The Fairhaven and Southern was incorporated November 27, 1888. Work on the road began in 1889 in Fairhaven, Washington, now part of Bellingham. The line was surveyed towards Lake Samish towards what is now Sedro-Woolley, Washington. The line reached the coal mines in Skagit county in 1890, and began operating on a partial line February 1, 1890. That initial line was completed June 28, 1890, running from Fairhaven to Sedro and, according to an early timetable, completing the trip in 50 minutes. The ICC lists it in June 1890 as in operating independent with 26 mile of track.

The line soon became a part of James J. Hill and Thomas Burke's plan to connect the growing city of Seattle to the Canadian main line railways. The franchise for the line was transferred to Hill's Great Northern in June 1890. An ICC listing June 30, 1891 shows the Fairhaven and Southern as an operating subsidiary of the Great Northern, with 51 mile of track; the Seattle and Montana was an operating subsidiary of the Great Northern throughout its existence. These were part of a through route for between Seattle and Vancouver, British Columbia. Tracks were rapidly extended from Fairhaven north to Blaine, with the entire project completed between August 16 and October 25, 1890. By December 6, 1890, the coal branch extended 16 mile from Sedro to Cokedale (now a ghost town), where a good supply of coal could be obtained.

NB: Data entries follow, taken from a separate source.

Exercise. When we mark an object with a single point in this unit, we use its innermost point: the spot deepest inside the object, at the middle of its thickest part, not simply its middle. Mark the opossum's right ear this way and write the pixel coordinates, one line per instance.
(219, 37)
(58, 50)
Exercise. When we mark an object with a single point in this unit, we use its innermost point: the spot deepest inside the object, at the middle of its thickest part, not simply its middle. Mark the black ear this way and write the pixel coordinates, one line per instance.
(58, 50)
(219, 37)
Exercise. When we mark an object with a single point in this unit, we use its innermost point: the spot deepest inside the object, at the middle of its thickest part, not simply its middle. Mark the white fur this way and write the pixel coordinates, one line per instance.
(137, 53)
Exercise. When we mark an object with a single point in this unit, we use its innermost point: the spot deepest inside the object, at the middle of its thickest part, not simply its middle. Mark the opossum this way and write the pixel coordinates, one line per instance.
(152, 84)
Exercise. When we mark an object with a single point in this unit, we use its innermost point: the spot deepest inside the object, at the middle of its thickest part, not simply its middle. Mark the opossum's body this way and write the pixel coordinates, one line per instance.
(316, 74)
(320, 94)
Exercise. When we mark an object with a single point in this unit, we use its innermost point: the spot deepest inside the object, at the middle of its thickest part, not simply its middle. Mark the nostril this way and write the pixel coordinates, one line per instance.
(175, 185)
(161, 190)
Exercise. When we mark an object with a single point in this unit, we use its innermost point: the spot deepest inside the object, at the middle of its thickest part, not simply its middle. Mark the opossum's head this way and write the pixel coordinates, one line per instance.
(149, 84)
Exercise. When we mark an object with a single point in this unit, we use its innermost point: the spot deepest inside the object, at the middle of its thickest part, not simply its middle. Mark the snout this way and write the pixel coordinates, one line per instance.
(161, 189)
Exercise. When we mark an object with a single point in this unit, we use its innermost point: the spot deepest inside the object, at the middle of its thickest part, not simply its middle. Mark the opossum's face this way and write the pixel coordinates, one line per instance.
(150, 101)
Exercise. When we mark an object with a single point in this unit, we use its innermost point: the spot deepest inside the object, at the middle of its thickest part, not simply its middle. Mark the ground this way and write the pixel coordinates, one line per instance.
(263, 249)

The whole line was completed with a golden spike ceremony at Fairhaven on February 14, 1891, when the Fairhaven and Southern was connected to the Seattle and Montana near Burlington, Washington.

As late as November 1891, the Fairhaven and Southern was listed as an independent railway in the Official Guide, but beginning December 7, 1891 it is listed as part of the Seattle and Montana, with a single service extending from Seattle to Blaine and continuing across the border to South Westminster, British Columbia, with the Seattle-Blaine run taking 5:55, and an additional 1:35 to South Westminster.

The Fairhaven and Southern was listed by the ICC as 51 mile in June 1891; in June 1893, it was reduced to 41 mile. That number remained the same until its sale to the Seattle and Montana.

That combined road was later connected to the Great Northern, and later bought out by same.

===Seattle and Montana===

The Seattle and Montana Railway Company incorporated March 7, 1890 and is listed by the ICC on June 30, 1893 as an operating subsidiary of the Great Northern with 78 mile of track owned and in use. Between June 6, 1891 and October 3, 1891, it laid 78.5 miles of track from Seattle to F&S Junction (that is, Fairhaven and Southern Junction) in the Sedro-Wooley/Burlington area, and opened for business on that entire length December 4, 1891. As indicated above, the published route continued north past F&S Junction on the tracks of the Fairhaven and Southern, giving Seattle a link north to Canada.

The Seattle and Montana Railroad Company was incorporated March 29, 1898 and purchased the Fairhaven and Southern the following day, consolidating it with the earlier Seattle and Montana Railway Company that had been incorporated March 7, 1890. On June 30, 1898, the ICC lists the Seattle and Montana with 137 miles owned and operated.

On February 1, 1902, the Seattle and Montana also purchased the Seattle and Northern Railway Company which, despite its name, owned and operated only a line running roughly west to east from Anacortes, Washington to Rockport, Washington and running through Woolley, close enough to Sedro that the two were eventually incorporated into present-day Sedro-Woolley The merged line is listed as 181 miles in 1902 and 192 miles in 1904. Records suggest that there may have been significant rebuilding of the main north-south line from 1902 to 1906.